The cool thing about MTF is that we can actually do this analysis by just considering two elements at a time, say element *i* and element *j*. We will add up the number of times *j* precedes *i* when *i* is searched for, and vice-versa. By adding up all these for every pair of elements, we get the total cost of all the searches, just like before!

So now consider *i* and *j*, and assume \(k_i \ge k_j\), that is, assume *i* is the more frequently looked-up element of the pair. What is the number of times *j* precedes *i* when *i* is searched for, in the worst case? You might be tempted to say "every time", but that's not possible because *i* gets moved to the front after each of its searches, and this means it will be moved in front of *j*. Since *i* is searched for more frequently than *j* is, *i* must be in front of *j* at least some of the times it gets searched for.
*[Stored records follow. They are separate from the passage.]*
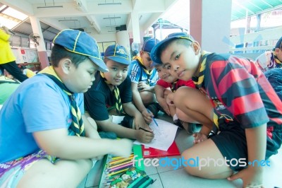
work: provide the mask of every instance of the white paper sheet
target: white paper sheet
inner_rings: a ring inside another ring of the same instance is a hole
[[[151,143],[145,143],[135,141],[133,143],[167,151],[176,138],[178,127],[161,119],[155,119],[155,120],[159,126],[157,126],[154,121],[149,125],[154,134]]]

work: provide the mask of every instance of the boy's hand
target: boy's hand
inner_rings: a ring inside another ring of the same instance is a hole
[[[135,129],[138,130],[140,127],[144,127],[147,126],[145,119],[144,119],[143,116],[141,114],[140,115],[136,115],[135,117]]]
[[[150,91],[150,86],[147,85],[146,83],[142,81],[138,83],[137,88],[139,91]]]
[[[149,112],[147,108],[142,111],[142,115],[143,116],[144,119],[145,119],[146,123],[149,124],[153,121],[152,117],[154,117],[154,114],[151,112]]]
[[[164,98],[164,99],[159,100],[158,102],[159,102],[159,104],[161,105],[161,107],[164,109],[164,112],[166,112],[166,113],[170,116],[171,112],[169,111],[168,105],[166,103],[166,100]]]
[[[242,170],[239,172],[231,175],[227,180],[233,181],[242,179],[243,187],[264,188],[262,183],[263,169],[262,168],[248,168]]]
[[[152,130],[147,129],[147,131],[142,129],[136,130],[136,139],[142,143],[150,143],[154,139],[154,133]]]
[[[127,139],[114,140],[115,142],[115,151],[111,153],[116,155],[127,158],[132,153],[133,142]]]
[[[168,105],[174,105],[173,93],[169,93],[166,97],[166,103]]]

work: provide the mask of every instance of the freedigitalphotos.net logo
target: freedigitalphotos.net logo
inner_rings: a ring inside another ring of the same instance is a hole
[[[173,170],[179,168],[180,166],[183,167],[193,167],[198,168],[200,170],[204,167],[221,167],[226,165],[227,167],[245,167],[247,165],[252,166],[260,166],[260,167],[269,167],[270,161],[268,160],[255,160],[253,161],[247,162],[246,158],[232,158],[231,160],[223,158],[200,158],[196,157],[195,158],[191,158],[185,159],[183,157],[180,158],[140,158],[135,159],[137,155],[134,155],[133,158],[133,165],[140,166],[141,163],[143,163],[145,167],[154,166],[154,167],[169,167],[173,168]]]

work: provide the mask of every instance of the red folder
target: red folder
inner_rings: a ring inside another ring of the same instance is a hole
[[[142,153],[144,158],[161,158],[180,155],[175,141],[172,143],[168,151],[159,150],[142,145]]]

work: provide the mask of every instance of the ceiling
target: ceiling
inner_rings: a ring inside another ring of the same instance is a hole
[[[131,16],[136,14],[140,31],[146,30],[160,18],[188,30],[190,25],[189,0],[0,0],[0,2],[27,16],[39,18],[44,37],[50,41],[59,30],[65,28],[80,28],[92,35],[106,35],[123,30],[126,25],[126,29],[131,32]],[[282,0],[232,0],[232,20],[282,8]],[[32,33],[30,25],[27,19],[13,30],[29,35]]]

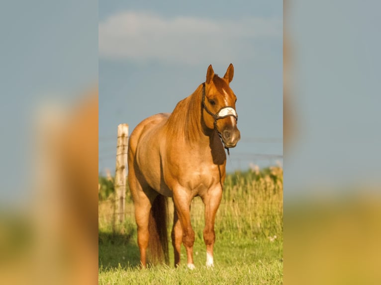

So the real limit to the number of times *j* could precede *i* in a search for *i* is the number of times *j* could get moved in front of *i*, which is \(k_j\), plus one for the initial search for *i*.

And what about the number of times *i* could precede *j* in a search for *j*? This time the answer really is "every time", which means \(k_j\) again. So the total cost for the pair \((i,j)\) is at most \(2k_j+1\).

Remember that for competitive analysis we're supposed to compare this to the cost of OPT, the optimal static ordering where elements are ordered by decreasing frequency. We could add up the total cost of MTF and OPT and compare them, but it will easier to instead compare the cost for each pair, and sum those up.

So for the same pair of elements \((i,j)\), how often in OPT does *j* precede *i* in a search for *j*, or vice-versa? Well, since *i* is more frequent than *j*, it will come before *j* in the optimal static ordering, and therefore *j* never precedes *i*. But *i* does precede *j* in every single search for *j*, which means a total cost of \(k_j\) for this pair.

Therefore we have \(2k_j+1\) as the total cost per pair for MTF, and \(k_j\) as the total cost per pair for OPT. Assuming (reasonably) that every element is searched for at least once, \(k_j\ge 1\), and therefore \(2k_j+1\le 3k_j\). This means that the cost for MTF is at most 3 times more than the cost for OPT. Summing this over all the pairs, we will get the total worst-case cost for both MTF and OPT, but the ratio will always stay the same, 3. In other words, in the worst case, for *any* sequence of searches, MTF is at most 3 times as bad as OPT.

In fact, a more sophisticated (difficult) analysis can be used to show that MTF only performs at most 2 times as much work as any other list-update strategy, even one that's allowed to know all the look-up requests in advance and take exponential time to re-order the list. So we say that MTF is "2-competitive", and give it its rightful credit as the most efficient method for list update, both in theory and in practice!

Even if some of the details of the analysis above are a bit hazy, it's important to recognize what happened: we had one analysis that disagreed with practice, then by reexamining the underlying assumptions in that analysis, we came up with a different one that confirms our experiences. And there's much more to it than just confirming what we already know — the idea of competitive analysis has now been used on a wide variety of problems to come up with many efficient algorithms. So it all comes down to algorithms, analysis, and implementation, and they're all constantly affecting each other and bringing us to newer and greater heights of algorithmic nirvana!

Congratulations on reaching the end of the notes. I hope you've enjoyed the journey as much as I have. As a special gift, if you include the word "Sousaphone" in your Daily Quiz submission for today's class, I'll turn your lowest DQ grade into a 3. (You still have to answer the DQ though!)